Alterations in cell surface carbohydrate on colon cancer cells include neoexpression of O-linked core carbohydrate antigens.21 The typical antigen is the Thomsen-Friedenreich (TF) oncofetal carbohydrate antigen of O-linked oligosaccharide chains on glycoproteins. This antigen is expressed in the neonatal colon but is normally masked by further glycosylation or sulfation in the adult colon.21 The expression of TF antigen increases in hyperplastic and adenomatous colonic polyps, and in colon cancer.15,22 TF antigen is detected by the lectin PNA, suggesting that PNA together with UEA1 might be useful molecular markers for predicting tumorigenic potential. In our study, the expression of both UEA1 and PNA was higher in NC ACF than in FC ACF, and in ACF found in the late stage than in the early stage.

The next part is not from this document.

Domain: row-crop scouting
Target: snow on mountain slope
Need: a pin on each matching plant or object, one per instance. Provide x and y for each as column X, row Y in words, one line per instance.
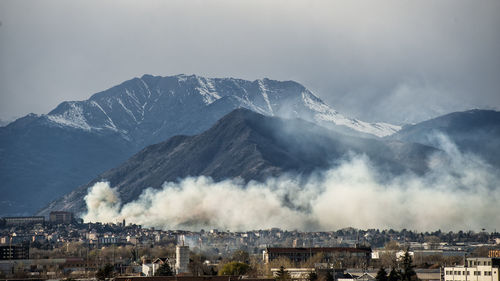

In conclusion, lectin expression, including UEA1 and PNA, was higher in NC ACF and ACF in the late stage. These findings suggest that either ACF constituting a number of crypts or ACF found in a later stage may have higher malignant potential in DMH-induced colon carcinogenesis. Therefore, ACF with higher crypt multiplicities may be considered to be a valid biomarker in colon carcinogenesis.